My senior AP English teacher required we all get a subscription to the Atlantic Monthly. Eight years later and I am still forever in her debt. From there I began to read more of the New Yorker and when I moved to NYC a year later my appetite for such magazines and other journals had grown.

With my impending month off I am looking forward to so much, catching up on many of those rags is one of them. Eight years ago today, tragedy struck. I was in gym class when news of the towers being hit reached our high school. The gymnasium was a new annex to the school, separated by the cafeteria, and the theater. The news hit my ears in bits and pieces as I made my way through the halls to my civics class. People were in such shock, they couldn't get full sentences out. I heard "bombs," "New York," "Pentagon," "planes," "Twin towers." Then panic began to set in, "terrorists," "White House," "Boston," "GE" (which sent my head spinning, my father worked there). I didn't get any clear answers until I made it to my class, sat in my seat and turned around to my ex-boyfriend, who I sparingly spoke to due to the fact he was still a little sore about the way things had gone down between us,
"Sh---" was all I got out of my mouth, before Shawn said, "Two planes just crashed into the World Trade Center towers. They think a similar thing happened at the Pentagon. It's most likely a terrorist attack, but no other attacks have been reported." We watched the classroom t.v. sets like drones for the rest of the day . . . except in my math class.

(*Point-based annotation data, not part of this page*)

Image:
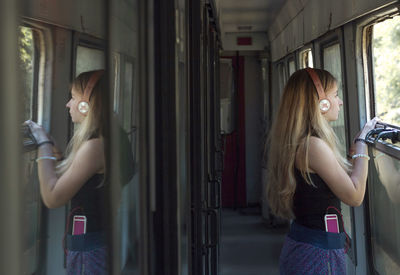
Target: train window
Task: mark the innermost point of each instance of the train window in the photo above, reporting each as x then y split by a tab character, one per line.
27	61
127	96
282	77
384	207
306	59
116	81
124	48
386	70
28	65
88	59
332	63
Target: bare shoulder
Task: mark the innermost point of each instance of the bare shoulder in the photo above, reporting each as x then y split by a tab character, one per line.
318	146
92	148
321	156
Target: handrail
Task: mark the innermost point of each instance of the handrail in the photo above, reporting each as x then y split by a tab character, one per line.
378	138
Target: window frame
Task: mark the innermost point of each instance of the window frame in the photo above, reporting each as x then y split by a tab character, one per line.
365	83
299	52
40	113
328	40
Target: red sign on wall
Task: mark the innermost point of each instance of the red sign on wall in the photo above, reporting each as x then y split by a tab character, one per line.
244	41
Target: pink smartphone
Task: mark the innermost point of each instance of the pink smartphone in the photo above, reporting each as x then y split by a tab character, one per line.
331	223
79	225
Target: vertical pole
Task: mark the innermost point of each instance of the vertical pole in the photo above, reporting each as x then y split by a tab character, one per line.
11	239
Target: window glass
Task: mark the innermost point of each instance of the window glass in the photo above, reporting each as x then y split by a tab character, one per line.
89	59
386	56
306	59
292	67
26	66
32	203
282	77
124	45
332	63
384	203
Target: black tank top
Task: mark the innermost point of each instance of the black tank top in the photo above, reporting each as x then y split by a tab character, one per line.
89	201
310	203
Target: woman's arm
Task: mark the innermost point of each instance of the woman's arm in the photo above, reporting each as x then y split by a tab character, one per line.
88	161
349	189
389	176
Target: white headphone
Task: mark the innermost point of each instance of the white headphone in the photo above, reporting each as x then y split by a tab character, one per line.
83	105
324	103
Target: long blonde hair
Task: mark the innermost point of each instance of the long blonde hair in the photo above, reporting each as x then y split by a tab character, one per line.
298	118
92	124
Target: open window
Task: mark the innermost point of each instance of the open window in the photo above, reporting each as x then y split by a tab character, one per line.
28	62
381	52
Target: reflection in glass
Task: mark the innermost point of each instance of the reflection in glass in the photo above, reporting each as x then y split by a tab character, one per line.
384	193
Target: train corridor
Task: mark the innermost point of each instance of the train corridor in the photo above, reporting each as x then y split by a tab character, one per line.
249	246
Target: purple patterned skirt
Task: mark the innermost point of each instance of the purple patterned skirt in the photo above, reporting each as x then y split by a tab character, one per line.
87	254
308	251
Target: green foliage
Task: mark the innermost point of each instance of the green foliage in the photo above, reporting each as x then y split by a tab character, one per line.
386	54
26	67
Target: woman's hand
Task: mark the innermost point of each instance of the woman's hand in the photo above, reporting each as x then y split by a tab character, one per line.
37	131
370	125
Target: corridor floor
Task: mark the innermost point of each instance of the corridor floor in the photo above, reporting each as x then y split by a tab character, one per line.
248	245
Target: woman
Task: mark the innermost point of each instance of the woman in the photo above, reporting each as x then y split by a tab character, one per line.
307	176
79	177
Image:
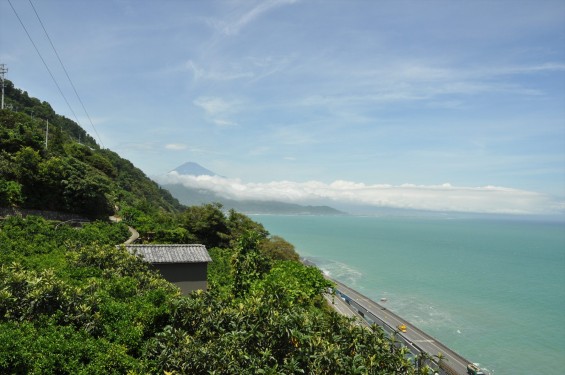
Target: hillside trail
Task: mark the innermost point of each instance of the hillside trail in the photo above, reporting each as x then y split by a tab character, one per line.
134	234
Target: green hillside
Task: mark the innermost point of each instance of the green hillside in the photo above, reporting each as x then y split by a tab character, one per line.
69	172
72	302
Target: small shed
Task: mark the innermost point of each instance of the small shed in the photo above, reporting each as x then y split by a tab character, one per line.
184	265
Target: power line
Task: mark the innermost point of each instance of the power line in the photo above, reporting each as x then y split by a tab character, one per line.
3	70
66	73
45	63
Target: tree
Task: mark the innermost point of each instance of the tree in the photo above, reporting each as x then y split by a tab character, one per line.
248	265
207	223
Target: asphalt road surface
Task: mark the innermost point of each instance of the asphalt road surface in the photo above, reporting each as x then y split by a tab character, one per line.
415	339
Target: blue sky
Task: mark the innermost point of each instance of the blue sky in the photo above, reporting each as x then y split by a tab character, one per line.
456	105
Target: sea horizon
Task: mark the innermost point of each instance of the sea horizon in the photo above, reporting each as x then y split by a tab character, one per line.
492	289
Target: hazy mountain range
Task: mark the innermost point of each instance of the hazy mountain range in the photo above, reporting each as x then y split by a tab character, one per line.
196	196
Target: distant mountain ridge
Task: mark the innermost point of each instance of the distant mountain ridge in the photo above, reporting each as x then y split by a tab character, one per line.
193	169
194	196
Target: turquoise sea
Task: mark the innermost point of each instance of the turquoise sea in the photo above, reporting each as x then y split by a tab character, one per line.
491	289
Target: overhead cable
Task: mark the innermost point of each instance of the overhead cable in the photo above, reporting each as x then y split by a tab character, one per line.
66	73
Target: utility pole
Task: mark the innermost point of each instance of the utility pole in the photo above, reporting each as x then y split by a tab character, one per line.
3	70
46	134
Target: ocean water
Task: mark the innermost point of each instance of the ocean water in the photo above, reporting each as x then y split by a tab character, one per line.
492	290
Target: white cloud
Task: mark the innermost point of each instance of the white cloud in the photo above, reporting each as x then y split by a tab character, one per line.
234	27
213	105
445	197
176	146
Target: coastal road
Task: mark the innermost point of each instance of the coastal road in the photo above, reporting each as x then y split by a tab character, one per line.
415	339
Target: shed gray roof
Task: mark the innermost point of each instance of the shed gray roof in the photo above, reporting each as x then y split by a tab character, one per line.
154	253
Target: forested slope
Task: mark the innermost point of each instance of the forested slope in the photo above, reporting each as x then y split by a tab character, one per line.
69	172
73	302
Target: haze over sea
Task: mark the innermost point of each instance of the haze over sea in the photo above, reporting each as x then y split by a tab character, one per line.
491	289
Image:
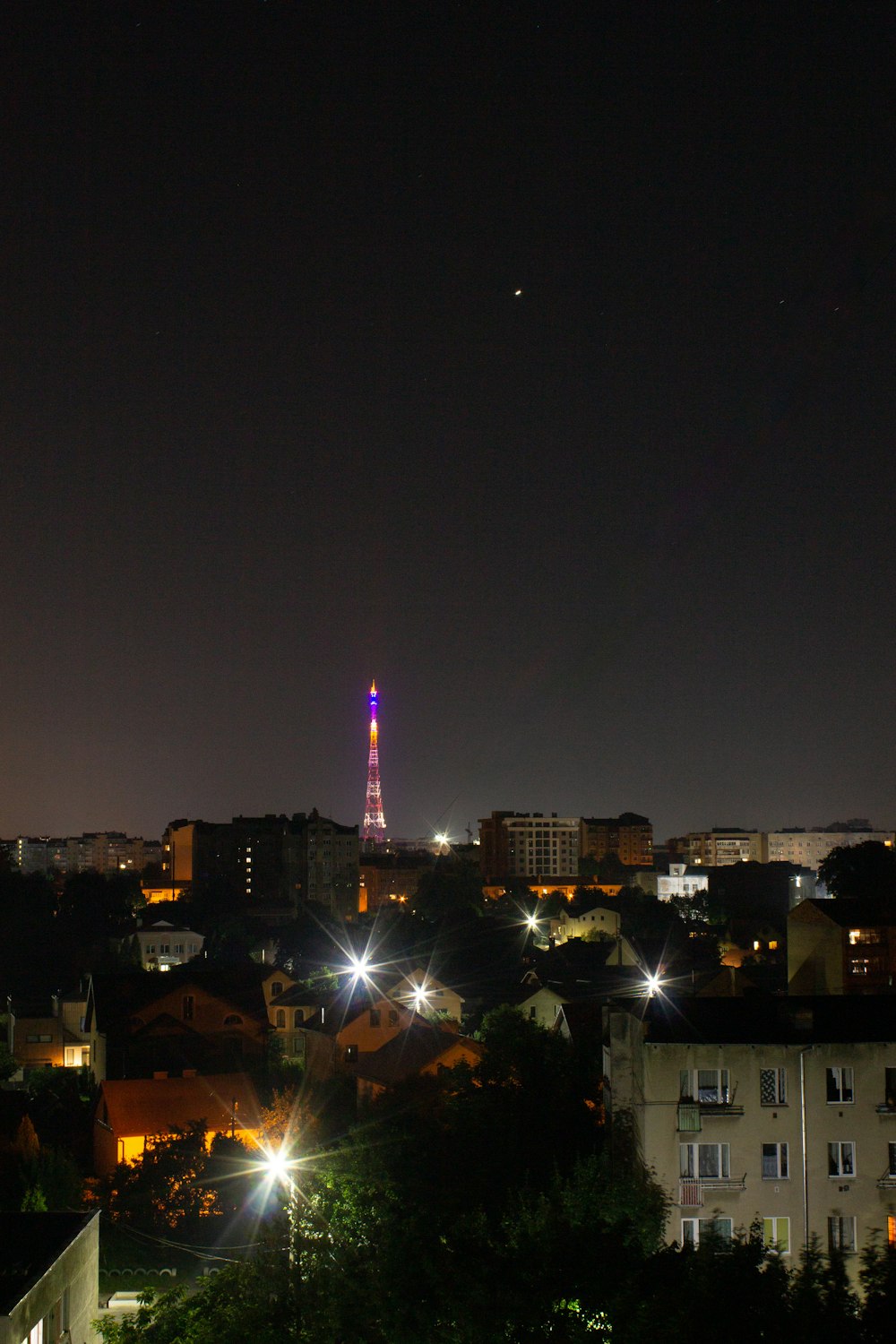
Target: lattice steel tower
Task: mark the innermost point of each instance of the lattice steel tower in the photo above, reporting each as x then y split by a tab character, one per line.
374	819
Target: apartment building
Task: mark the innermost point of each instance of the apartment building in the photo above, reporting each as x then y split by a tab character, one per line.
775	1109
99	851
720	846
841	948
627	836
528	846
809	847
268	865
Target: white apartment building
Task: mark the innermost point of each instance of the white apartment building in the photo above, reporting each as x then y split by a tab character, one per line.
719	847
541	847
681	881
104	851
809	847
780	1109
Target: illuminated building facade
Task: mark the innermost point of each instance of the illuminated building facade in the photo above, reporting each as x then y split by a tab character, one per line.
268	865
627	836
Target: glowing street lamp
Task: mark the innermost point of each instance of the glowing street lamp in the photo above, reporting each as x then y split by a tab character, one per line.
651	983
279	1168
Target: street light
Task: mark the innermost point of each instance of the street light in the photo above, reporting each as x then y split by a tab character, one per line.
279	1168
653	983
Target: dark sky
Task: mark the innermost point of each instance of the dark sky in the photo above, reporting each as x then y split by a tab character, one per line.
276	421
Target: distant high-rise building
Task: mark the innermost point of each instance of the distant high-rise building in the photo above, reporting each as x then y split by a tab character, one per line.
627	836
268	865
99	851
793	844
805	849
374	816
720	846
528	844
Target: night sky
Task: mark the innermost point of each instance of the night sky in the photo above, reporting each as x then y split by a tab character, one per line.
276	419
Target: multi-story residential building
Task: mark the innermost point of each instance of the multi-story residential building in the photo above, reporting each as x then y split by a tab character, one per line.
541	847
268	865
163	945
101	851
528	846
387	881
720	846
807	849
841	948
780	1110
627	836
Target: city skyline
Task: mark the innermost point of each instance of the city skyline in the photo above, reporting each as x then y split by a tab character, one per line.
533	362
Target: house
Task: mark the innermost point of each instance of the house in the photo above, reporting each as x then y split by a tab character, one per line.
50	1282
841	948
290	1008
132	1110
421	1050
598	924
56	1034
203	1018
161	945
374	1026
771	1109
535	1002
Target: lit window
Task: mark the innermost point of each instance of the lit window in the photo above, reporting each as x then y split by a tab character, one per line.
772	1086
705	1161
694	1228
841	1159
708	1086
840	1086
775	1234
774	1161
841	1236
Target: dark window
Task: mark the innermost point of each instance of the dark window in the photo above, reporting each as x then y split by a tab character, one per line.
890	1086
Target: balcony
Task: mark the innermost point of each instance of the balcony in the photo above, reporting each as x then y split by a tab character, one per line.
691	1190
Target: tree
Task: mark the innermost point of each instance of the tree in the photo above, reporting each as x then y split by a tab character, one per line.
177	1182
860	870
249	1301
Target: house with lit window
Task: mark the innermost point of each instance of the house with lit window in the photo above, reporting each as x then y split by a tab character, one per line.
131	1112
56	1034
161	945
203	1018
50	1279
425	992
841	948
763	1107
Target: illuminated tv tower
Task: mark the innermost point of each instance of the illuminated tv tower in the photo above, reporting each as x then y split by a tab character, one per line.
374	819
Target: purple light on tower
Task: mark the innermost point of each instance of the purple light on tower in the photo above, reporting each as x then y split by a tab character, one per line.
374	819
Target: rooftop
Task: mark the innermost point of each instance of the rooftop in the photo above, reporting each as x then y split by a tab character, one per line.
31	1245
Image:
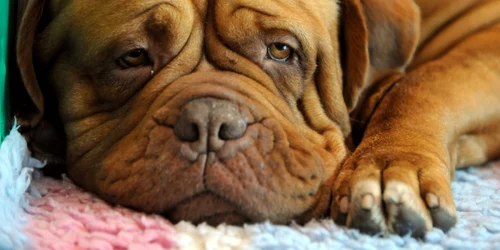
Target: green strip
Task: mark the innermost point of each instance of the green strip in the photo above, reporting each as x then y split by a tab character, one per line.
4	43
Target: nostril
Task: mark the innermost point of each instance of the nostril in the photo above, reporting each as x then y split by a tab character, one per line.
186	131
232	130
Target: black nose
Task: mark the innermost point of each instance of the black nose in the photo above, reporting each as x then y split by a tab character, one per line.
211	122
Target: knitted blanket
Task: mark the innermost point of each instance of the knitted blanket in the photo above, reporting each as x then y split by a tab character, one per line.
55	214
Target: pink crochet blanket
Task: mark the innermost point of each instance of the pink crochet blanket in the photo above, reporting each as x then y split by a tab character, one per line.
68	218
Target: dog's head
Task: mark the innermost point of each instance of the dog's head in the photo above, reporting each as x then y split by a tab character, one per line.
200	110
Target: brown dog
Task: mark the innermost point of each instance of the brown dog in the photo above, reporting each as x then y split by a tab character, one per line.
235	111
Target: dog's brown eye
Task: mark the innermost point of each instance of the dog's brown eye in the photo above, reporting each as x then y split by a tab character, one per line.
134	58
279	52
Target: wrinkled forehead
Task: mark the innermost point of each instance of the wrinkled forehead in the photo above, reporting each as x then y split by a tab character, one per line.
101	22
121	11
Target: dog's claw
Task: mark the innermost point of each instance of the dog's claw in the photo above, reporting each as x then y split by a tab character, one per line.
344	205
367	202
432	200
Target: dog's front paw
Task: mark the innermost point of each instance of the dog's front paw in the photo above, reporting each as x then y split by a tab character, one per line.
403	193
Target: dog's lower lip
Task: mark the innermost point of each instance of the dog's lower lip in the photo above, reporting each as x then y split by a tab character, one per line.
206	207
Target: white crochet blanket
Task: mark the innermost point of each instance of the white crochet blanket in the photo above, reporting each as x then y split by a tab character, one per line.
476	191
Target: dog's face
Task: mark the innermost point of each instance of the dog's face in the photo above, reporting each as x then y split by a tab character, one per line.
217	111
204	111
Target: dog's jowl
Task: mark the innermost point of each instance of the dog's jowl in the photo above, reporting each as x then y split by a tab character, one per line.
251	110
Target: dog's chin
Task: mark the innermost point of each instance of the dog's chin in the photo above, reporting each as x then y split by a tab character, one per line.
207	208
264	175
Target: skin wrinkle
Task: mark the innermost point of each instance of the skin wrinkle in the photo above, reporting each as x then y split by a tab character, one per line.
138	163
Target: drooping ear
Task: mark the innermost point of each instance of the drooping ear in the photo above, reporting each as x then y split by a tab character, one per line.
379	38
30	14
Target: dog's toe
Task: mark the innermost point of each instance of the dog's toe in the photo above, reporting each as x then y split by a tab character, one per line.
406	213
366	213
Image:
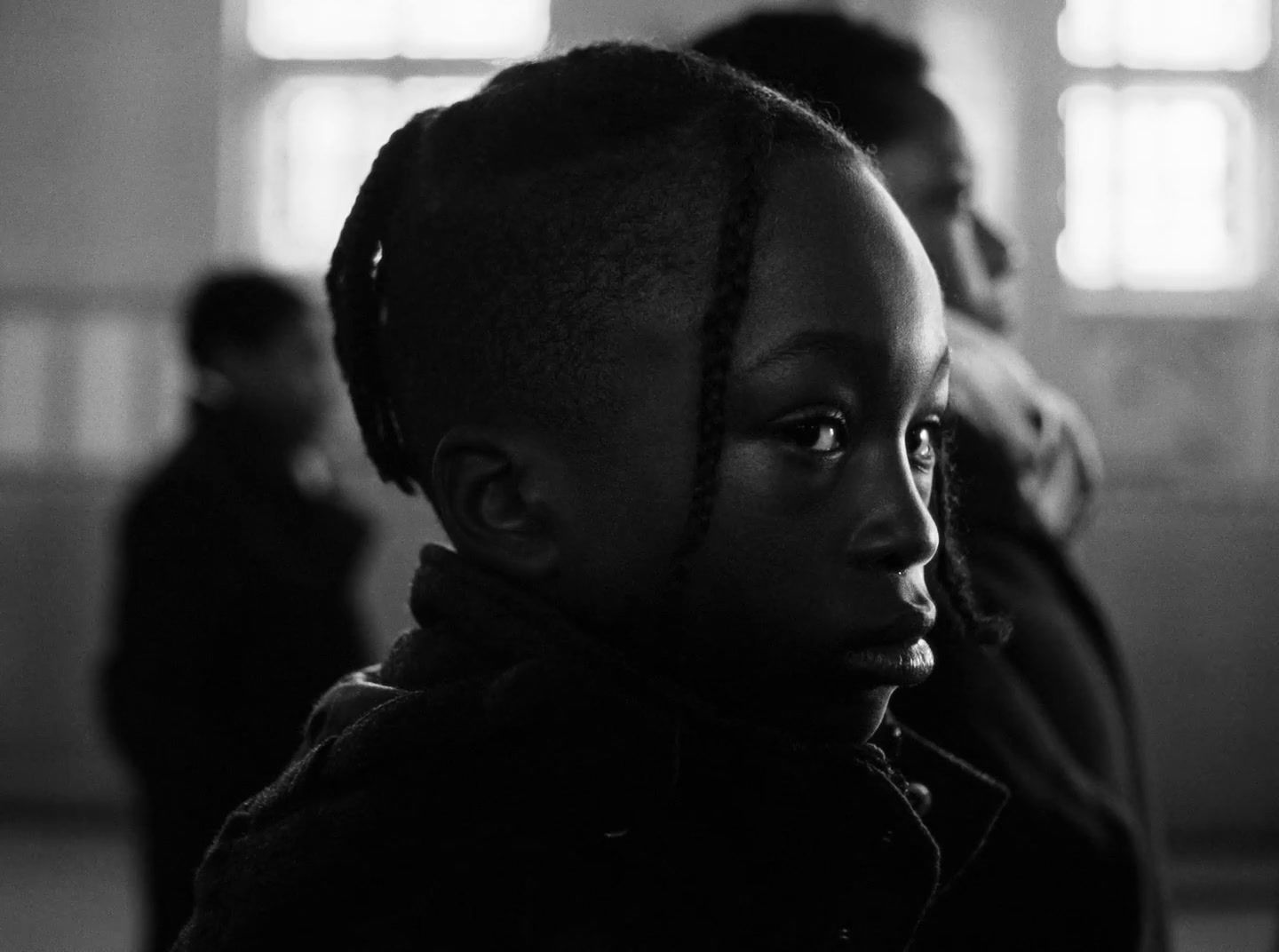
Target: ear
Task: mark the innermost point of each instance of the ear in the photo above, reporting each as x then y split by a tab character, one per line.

Mrs. Latham was part expert math teacher/comedienne. Next to Mrs. Robinson she's another reason why math never kicked my butt. She looked at us and said,

"We could sit here and watch the same horror over and over again. But I don't know much about world politics save a few personal opinions of my own. What I do know is education, particularly education in math. I came here today prepared to teach you the tools you'll need to pass your AP Calculus exam in the spring and continue on with your bright futures. I will not let whatever force is out there stop me from teaching you, stop me from doing something that I love. You honor the dead by helping the living." We spent the rest of class solving for "y." There are some "why's" we may never solve for . . . but she taught me that we can shrivel up and cower in the corner or we can do whatever it is we do best in hopes to ameliorate. Accept your part of the struggle, one hand and one step at a time.

I had a hard time watching the news coverage myself. But this article surfaced weeks following the attack and struck a much needed chord in me, The Talk of the Town (09/24/01).